In short (3 to 6 months) and longer term (1 to 2 years) placebo-controlled trials of alcohol-dependent patients in the postdetoxification period, acamprosate was generally well tolerated, with most adverse events being mild and transient. The most common adverse effect was dose-related diarrhoea, which occurred in a similar or significantly greater number of acamprosate than placebo recipients (7 to 20% vs 3 to 12%). Other adverse events which may have been related to acamprosate therapy were mainly gastrointestinal (abdominal pain, nausea and vomiting) or dermatological (pruritus, maculopapular rash and bullous skin reactions). Dizziness, confusion, drowsiness, headache and fluctuations in libido have also been reported. The percentage of patients withdrawing from these trials because of adverse events was similar in acamprosate and placebo groups.
Transient but significant reductions in diastolic, but not systolic, blood pressure were observed in patients with alcohol-induced hepatic cirrhosis and low or moderate hepatic impairment (Pugh grade A or B) who received acamprosate 666mg (2 tablets). No clinically significant effects on heart rate, renal or hepatic function or haematological or biochemical parameters have been reported with this agent to date.

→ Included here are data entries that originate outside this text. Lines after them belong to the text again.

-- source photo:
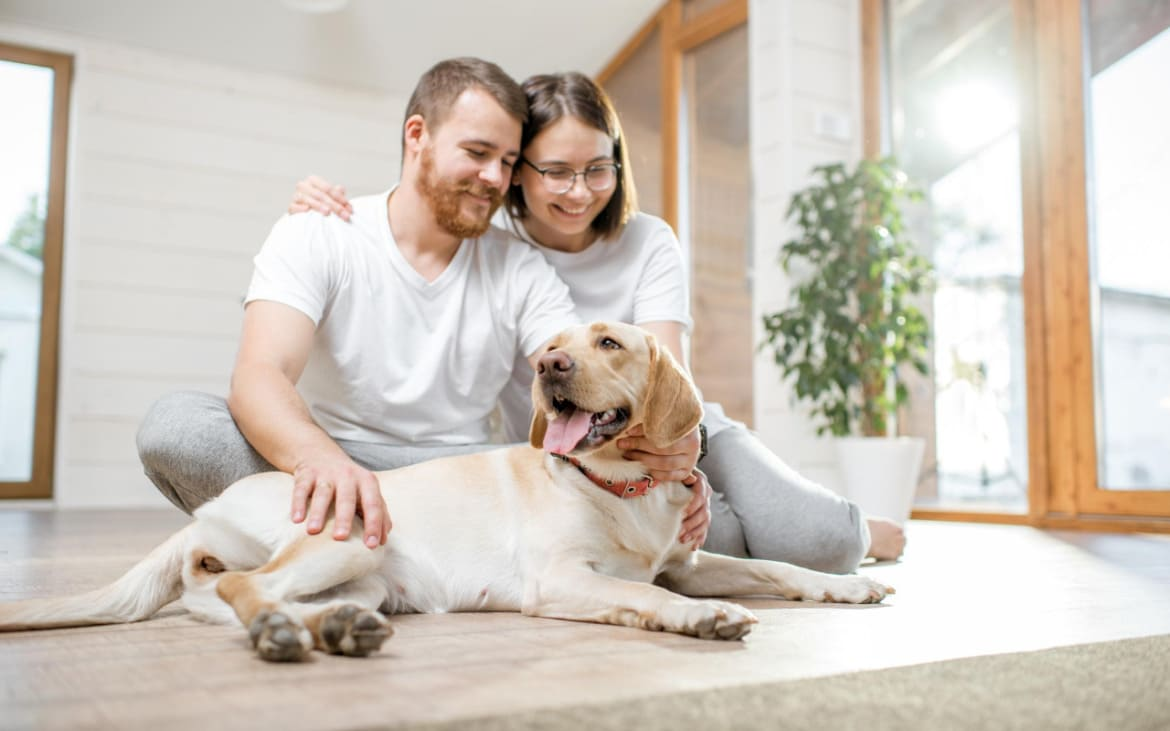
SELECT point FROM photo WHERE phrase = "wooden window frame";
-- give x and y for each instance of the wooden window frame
(40, 485)
(1057, 285)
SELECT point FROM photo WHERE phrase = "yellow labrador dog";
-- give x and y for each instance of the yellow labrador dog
(564, 528)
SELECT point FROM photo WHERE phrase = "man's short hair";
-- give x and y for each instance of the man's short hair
(441, 85)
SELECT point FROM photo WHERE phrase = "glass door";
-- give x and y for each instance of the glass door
(34, 91)
(1127, 158)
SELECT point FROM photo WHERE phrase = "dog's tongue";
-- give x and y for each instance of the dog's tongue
(566, 430)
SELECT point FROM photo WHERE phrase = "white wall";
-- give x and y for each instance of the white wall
(177, 171)
(805, 64)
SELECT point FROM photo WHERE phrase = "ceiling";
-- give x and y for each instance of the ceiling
(382, 45)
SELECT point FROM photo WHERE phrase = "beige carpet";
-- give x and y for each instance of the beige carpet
(1110, 685)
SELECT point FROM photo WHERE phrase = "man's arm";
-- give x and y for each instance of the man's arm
(274, 349)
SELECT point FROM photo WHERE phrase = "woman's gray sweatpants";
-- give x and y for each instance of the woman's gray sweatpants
(763, 509)
(192, 450)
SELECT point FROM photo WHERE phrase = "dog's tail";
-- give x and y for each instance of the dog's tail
(140, 592)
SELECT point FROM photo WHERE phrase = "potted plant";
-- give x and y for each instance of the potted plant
(852, 328)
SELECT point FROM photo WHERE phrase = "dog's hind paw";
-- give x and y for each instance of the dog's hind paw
(279, 636)
(353, 630)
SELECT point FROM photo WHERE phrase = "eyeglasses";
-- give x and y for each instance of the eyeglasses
(562, 178)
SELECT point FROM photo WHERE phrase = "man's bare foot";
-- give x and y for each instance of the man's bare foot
(887, 540)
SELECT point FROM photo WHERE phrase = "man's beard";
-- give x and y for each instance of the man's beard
(446, 198)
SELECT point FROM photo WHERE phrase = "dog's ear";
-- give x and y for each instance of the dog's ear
(537, 429)
(672, 408)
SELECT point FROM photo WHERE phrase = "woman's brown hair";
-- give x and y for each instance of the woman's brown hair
(555, 96)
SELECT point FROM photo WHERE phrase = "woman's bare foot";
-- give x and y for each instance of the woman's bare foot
(887, 540)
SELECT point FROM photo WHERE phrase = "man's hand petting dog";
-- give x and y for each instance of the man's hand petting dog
(350, 489)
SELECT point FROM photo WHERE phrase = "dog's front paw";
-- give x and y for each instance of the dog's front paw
(279, 636)
(854, 590)
(713, 620)
(353, 630)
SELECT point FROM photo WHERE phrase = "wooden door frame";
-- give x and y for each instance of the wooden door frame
(1057, 284)
(675, 38)
(40, 485)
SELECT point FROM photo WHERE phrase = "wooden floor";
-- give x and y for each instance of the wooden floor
(962, 590)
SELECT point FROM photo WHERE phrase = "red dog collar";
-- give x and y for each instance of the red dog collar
(624, 489)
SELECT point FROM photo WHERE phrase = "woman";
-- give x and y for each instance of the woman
(572, 198)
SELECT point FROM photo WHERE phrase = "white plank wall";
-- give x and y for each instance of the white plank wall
(804, 61)
(177, 171)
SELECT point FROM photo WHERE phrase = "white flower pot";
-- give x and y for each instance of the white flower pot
(881, 474)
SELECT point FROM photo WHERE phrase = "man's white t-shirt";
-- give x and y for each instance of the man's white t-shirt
(397, 359)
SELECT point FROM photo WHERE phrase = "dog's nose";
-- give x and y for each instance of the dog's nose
(555, 363)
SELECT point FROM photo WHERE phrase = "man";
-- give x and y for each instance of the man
(380, 342)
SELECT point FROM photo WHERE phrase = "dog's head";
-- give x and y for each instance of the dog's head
(594, 381)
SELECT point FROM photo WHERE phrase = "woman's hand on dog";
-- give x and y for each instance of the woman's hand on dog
(697, 518)
(318, 483)
(670, 463)
(675, 463)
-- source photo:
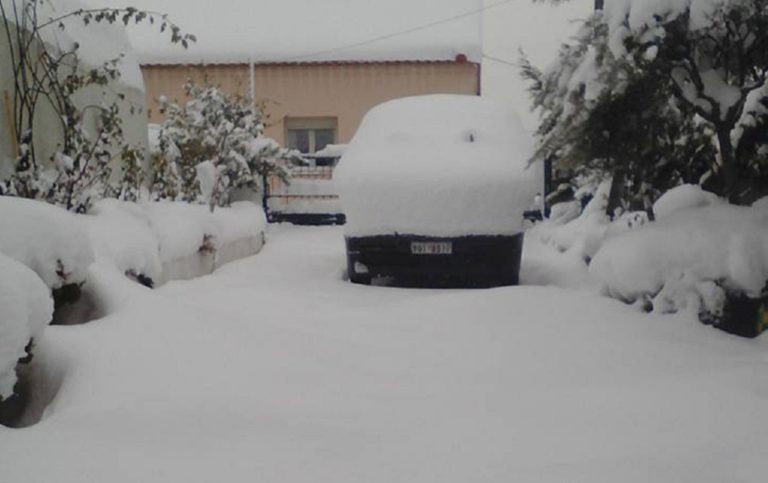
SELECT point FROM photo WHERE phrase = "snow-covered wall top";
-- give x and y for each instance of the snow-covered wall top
(301, 30)
(439, 165)
(99, 42)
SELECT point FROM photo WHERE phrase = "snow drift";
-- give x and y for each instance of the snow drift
(25, 309)
(51, 241)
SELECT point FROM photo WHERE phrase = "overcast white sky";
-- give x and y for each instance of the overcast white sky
(267, 30)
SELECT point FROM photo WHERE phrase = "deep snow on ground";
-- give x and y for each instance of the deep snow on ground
(275, 369)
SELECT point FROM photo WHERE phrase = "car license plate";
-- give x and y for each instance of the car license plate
(431, 248)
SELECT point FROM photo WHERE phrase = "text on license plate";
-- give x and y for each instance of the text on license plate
(431, 248)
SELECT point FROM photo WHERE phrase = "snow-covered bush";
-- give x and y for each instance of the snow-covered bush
(47, 239)
(690, 258)
(441, 165)
(648, 88)
(53, 78)
(212, 145)
(25, 309)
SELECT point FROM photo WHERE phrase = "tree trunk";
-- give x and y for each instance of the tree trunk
(728, 163)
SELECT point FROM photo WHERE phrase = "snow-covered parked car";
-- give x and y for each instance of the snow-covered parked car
(49, 240)
(434, 189)
(26, 308)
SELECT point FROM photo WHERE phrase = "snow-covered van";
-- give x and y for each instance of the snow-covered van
(434, 189)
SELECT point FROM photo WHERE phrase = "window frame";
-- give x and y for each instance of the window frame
(311, 125)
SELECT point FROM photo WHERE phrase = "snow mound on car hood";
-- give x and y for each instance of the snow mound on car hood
(440, 165)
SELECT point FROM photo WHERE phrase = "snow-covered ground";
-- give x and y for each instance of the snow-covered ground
(275, 369)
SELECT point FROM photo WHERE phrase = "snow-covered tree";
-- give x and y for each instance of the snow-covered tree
(661, 93)
(213, 145)
(605, 115)
(48, 74)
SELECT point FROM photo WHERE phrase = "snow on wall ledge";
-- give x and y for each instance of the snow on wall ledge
(438, 165)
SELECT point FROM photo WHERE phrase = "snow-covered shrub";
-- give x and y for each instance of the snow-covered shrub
(212, 145)
(648, 88)
(25, 309)
(690, 258)
(47, 239)
(605, 114)
(441, 165)
(53, 76)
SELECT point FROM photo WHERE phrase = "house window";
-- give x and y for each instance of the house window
(311, 134)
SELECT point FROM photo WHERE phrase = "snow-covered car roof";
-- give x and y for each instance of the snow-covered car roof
(441, 165)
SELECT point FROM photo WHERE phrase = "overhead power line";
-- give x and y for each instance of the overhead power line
(400, 32)
(501, 61)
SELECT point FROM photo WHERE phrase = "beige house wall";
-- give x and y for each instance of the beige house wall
(345, 91)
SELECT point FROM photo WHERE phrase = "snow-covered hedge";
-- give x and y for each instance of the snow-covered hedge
(26, 308)
(698, 249)
(442, 165)
(49, 240)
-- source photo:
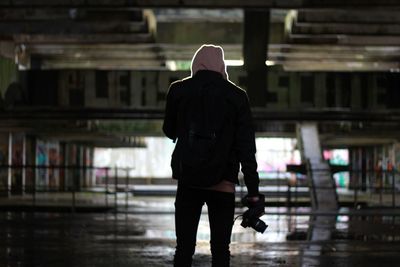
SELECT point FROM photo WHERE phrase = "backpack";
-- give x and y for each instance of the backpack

There is no clinical evidence of abuse potential with acamprosate, and over-dosage (≤43g) in 5 patients was uneventful.
Tolerability data from longer term trials, postmarketing surveillance and comparative trials of acamprosate and other active therapies are required.
Dosage and Administration
The currently recommended daily dosage of acamprosate for alcohol-dependent patients after detoxification is 1.3 g/day in patients with a body weight of <60kg and 2 g/day in those with a body weight of >60kg. The drug should be administered orally in 3 divided doses; the recommended duration of treatment is 1 year. Acamprosate should be initiated in conjunction with counselling as soon as possible after the acute alcohol withdrawal period.
Acamprosate is contraindicated in patients with a known hypersensitivity to the drug, in pregnant or lactating women, in patients with renal impairment (serum creatinine >0.12 mmol/L), in patients with severe hepatic failure (Pugh grade C), in children and in the elderly. Specific dosage recommendations for patients with coexisting diseases have not been made.